- Directed by: Max Varnel
- Written by: Brian Clemens; Eldon Howard;
- Produced by: Edward J. Danziger; Harry Lee Danziger;
- Starring: Margaretta Scott; Francis Matthews; Kay Callard;
- Cinematography: James Wilson (as Jimmy Wilson)
- Edited by: Maurice Rootes
- Music by: Edwin Astley; Albert Elms; Leon Young;
- Production company: Danziger Productions
- Distributed by: United Artists Corporation (UK)
- Release date: August 1958 (UK);
- Running time: 68 minutes
- Country: United Kingdom
- Language: English

= A Woman Possessed =

1958 British film by Max Varnel

A Woman Possessed is a low budget 1958 British second feature ('B') drama film directed by Max Varnel and starring Margaretta Scott, Francis Matthews, and Kay Callard. It was written by Brian Clemens and Eldon Howard and produced by The Danzigers.

==Plot==
John Winthrop, an English doctor, returns from a trip to America with his new fiancee, Ann. He is met with disapproval from his wealthy, domineering mother, Katherine, who is vocal in her dislike of Ann. On discovering Ann has a heart condition, Katherine insists the couple move in with her. One day the mother accidentally gives her daughter-in-law the wrong medication and Ann nearly dies.
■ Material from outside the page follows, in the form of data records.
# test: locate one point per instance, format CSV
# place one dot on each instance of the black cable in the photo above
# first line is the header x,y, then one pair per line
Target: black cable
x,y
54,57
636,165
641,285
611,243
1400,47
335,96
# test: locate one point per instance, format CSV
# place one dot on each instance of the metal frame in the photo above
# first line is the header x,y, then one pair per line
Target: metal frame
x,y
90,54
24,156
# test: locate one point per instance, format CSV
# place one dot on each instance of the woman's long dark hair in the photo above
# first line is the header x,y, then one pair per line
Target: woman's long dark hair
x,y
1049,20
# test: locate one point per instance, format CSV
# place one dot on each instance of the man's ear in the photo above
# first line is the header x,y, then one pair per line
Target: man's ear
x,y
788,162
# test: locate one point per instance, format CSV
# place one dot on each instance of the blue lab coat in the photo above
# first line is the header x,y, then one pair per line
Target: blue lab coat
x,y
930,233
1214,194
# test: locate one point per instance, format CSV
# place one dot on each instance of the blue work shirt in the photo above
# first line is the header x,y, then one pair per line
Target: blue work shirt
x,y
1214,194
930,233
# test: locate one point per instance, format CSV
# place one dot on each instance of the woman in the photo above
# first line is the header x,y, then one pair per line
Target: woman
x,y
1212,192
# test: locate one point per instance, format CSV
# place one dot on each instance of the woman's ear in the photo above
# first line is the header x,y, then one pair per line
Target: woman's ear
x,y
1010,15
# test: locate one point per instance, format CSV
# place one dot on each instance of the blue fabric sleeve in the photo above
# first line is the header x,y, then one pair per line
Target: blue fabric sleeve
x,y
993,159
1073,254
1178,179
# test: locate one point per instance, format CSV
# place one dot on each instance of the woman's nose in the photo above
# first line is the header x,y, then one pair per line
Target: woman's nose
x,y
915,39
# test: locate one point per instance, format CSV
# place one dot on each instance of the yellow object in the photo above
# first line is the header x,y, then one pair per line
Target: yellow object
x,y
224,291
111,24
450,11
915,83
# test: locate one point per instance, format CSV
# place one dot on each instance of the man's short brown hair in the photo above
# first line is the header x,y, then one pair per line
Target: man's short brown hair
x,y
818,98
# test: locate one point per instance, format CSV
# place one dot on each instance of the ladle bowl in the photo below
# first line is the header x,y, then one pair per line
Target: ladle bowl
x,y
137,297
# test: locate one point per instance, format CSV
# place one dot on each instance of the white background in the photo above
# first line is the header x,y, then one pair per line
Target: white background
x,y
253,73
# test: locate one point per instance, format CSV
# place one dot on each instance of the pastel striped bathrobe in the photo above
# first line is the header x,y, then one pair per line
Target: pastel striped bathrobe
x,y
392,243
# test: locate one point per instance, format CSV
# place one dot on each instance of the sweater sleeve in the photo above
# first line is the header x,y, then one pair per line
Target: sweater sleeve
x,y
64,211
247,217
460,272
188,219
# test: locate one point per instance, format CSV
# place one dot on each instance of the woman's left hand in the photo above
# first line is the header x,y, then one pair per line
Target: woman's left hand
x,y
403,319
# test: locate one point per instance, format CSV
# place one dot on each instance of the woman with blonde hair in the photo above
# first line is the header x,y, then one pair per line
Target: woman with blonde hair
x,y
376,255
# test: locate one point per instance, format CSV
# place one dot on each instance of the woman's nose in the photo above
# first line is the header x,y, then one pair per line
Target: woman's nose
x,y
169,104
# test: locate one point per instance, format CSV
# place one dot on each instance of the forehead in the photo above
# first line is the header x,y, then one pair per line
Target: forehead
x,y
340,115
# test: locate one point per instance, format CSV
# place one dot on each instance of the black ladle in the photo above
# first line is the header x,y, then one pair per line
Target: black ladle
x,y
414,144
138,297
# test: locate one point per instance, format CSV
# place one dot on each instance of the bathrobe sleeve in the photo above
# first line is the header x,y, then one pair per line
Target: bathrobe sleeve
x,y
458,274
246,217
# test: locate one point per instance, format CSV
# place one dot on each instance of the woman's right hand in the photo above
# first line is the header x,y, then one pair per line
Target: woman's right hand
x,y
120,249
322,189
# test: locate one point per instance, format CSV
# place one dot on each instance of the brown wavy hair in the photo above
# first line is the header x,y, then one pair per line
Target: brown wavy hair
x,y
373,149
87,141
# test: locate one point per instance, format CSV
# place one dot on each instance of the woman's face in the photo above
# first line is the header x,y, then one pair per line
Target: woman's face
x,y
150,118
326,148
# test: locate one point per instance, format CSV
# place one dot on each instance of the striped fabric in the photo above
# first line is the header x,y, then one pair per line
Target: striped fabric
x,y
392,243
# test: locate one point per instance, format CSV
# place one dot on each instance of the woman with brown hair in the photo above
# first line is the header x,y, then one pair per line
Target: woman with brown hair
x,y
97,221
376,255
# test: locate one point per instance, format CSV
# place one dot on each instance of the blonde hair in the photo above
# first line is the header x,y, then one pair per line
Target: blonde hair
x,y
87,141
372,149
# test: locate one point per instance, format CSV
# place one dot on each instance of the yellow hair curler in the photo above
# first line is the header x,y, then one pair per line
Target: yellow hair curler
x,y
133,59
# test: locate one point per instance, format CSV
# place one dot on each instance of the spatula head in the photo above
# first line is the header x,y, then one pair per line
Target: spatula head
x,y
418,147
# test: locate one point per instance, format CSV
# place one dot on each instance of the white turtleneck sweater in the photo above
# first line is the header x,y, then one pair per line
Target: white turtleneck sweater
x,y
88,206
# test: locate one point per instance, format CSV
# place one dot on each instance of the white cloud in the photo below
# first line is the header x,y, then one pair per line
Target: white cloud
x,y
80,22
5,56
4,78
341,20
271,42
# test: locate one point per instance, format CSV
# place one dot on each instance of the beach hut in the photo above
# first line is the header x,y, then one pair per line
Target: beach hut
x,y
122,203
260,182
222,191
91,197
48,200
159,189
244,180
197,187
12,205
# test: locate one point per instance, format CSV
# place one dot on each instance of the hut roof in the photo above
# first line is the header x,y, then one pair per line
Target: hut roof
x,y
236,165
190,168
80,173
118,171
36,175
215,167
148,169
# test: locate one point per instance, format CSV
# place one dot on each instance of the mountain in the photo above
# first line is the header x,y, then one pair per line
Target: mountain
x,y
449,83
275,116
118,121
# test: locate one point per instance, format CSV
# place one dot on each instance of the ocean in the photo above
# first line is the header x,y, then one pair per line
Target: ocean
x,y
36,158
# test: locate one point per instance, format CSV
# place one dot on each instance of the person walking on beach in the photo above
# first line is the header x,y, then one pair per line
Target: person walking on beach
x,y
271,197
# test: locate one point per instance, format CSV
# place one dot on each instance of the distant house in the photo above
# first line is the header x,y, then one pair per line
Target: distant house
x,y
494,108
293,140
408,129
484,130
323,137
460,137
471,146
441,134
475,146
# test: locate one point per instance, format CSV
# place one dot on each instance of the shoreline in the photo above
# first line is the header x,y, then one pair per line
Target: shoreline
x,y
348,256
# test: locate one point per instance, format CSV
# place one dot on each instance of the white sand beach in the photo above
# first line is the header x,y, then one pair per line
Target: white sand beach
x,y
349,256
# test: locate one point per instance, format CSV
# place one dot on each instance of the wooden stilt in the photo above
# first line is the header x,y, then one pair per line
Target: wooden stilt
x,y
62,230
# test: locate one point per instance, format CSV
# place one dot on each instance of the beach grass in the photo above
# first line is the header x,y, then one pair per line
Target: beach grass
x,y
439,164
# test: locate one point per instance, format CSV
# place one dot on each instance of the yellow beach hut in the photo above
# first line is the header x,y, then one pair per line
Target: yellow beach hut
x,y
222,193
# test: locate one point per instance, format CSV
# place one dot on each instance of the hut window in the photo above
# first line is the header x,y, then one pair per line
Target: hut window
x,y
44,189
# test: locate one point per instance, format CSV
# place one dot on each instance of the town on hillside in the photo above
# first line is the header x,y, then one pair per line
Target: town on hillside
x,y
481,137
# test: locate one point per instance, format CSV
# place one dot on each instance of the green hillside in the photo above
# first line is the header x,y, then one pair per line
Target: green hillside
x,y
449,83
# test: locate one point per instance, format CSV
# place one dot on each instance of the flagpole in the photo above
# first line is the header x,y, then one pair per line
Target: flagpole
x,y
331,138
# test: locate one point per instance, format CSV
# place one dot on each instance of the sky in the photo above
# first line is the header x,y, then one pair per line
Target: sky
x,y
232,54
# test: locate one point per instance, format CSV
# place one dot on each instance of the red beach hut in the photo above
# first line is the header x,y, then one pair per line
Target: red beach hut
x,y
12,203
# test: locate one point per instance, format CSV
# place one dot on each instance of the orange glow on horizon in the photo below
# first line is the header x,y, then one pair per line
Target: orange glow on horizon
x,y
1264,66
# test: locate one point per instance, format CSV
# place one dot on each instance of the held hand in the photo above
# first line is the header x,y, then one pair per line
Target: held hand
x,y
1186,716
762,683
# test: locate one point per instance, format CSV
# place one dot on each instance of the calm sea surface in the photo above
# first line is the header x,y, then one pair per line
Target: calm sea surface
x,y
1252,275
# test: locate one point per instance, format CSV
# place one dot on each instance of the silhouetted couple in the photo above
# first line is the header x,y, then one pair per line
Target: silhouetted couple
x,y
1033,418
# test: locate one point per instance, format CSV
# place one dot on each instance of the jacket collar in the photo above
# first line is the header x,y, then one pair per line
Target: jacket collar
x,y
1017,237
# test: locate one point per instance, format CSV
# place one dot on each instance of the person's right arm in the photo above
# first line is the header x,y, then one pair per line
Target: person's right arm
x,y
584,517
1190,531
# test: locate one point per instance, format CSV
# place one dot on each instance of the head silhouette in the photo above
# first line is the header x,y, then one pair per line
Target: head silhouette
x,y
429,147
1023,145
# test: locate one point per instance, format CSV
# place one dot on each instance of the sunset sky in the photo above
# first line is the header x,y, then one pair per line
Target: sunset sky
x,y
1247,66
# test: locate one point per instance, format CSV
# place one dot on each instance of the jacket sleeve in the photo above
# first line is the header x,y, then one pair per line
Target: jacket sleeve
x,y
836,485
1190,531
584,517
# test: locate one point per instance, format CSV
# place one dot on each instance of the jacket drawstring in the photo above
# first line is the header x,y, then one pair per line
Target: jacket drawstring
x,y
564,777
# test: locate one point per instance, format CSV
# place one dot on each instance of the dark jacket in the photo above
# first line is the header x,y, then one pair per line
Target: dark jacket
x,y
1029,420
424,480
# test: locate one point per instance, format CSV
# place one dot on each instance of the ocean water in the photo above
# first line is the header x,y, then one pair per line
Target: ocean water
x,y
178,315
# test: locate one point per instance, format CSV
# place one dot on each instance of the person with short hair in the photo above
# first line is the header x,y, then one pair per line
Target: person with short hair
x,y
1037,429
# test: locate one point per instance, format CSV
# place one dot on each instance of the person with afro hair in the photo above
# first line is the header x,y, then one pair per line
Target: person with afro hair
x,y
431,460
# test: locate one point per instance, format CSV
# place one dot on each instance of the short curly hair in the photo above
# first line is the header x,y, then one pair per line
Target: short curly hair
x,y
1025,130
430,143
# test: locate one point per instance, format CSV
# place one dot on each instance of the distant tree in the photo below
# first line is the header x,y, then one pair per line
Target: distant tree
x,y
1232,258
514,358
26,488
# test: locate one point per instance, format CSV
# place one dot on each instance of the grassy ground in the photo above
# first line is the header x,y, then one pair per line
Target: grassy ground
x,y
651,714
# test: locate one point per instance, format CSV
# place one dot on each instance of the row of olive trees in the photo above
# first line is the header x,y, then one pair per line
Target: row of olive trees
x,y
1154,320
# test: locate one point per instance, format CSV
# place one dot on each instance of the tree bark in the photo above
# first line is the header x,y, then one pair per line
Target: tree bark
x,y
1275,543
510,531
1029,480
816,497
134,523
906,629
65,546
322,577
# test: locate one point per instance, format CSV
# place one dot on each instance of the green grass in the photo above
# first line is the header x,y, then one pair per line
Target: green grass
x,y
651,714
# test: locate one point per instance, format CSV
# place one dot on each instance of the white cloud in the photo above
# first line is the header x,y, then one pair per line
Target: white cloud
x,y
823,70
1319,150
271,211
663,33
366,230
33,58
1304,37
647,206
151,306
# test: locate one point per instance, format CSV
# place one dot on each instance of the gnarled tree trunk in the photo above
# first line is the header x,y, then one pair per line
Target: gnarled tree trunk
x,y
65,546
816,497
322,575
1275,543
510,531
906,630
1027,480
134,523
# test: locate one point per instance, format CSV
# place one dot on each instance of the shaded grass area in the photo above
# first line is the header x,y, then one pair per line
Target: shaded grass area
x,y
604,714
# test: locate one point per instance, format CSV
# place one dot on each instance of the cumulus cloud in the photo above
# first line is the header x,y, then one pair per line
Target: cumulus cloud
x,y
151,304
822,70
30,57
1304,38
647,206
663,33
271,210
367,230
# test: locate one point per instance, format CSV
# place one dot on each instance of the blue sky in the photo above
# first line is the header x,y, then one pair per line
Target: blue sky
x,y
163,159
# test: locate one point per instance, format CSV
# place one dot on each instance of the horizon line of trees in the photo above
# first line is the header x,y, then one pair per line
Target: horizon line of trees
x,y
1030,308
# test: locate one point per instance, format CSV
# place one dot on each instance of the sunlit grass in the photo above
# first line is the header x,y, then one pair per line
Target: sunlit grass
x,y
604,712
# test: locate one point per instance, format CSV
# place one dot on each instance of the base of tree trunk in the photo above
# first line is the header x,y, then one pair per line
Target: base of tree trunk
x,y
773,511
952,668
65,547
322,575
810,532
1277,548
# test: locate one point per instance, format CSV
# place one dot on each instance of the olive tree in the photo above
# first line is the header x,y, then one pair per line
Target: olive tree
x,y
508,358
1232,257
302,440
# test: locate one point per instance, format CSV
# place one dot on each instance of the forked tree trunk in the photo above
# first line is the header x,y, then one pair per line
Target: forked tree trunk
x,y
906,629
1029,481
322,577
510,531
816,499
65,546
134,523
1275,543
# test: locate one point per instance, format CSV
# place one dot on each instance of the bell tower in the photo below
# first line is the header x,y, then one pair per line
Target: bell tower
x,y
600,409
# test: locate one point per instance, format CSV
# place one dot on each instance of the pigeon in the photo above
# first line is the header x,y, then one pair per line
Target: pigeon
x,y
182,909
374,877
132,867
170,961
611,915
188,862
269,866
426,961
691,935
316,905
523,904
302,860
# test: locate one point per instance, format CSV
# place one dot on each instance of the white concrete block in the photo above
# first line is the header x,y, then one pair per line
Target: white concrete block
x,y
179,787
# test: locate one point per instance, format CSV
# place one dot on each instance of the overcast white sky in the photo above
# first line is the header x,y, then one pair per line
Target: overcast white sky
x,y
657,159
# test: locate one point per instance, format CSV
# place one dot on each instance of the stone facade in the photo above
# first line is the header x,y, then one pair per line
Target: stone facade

The doctor saves his wife, but then accuses his mother of attempted murder. In the end, it turns out Emma the maid was responsible for accidentally switching the pills, and with the crisis over, mother, son and daughter-in-law realise they must settle the differences between them.

==Cast==
- Margaretta Scott as Katherine Winthrop
- Francis Matthews as John Winthrop
- Kay Callard as Ann
- Alison Leggatt as Emma
- Ian Fleming as Walter
- Jan Holden as Mary
- Tony Thawnton as Calvin
- Denis Shaw as Bishop
- Totti Truman Taylor as Miss Frobisher
- Edith Savile as Lady Harriett

==Critical reception==
The Monthly Film Bulletin wrote: "Within its modest limits this film is crisply directed, well acted by the three main players, and intelligently presented. The family tensions and conflicts of loyalty are effectively suggested and the casebook situation is made to reveal character with some skill. The switch of blame from Katherine to Emma jars, however, and the optimistic ending shirks the implications of the story."

In British Sound Films: The Studio Years 1928–1959 David Quinlan rated the film as "average", writing: "Well-acted, but not-too-interesting drama."

TV Guide comments that "despite some good performances from the cast, this isn't a very engaging drama."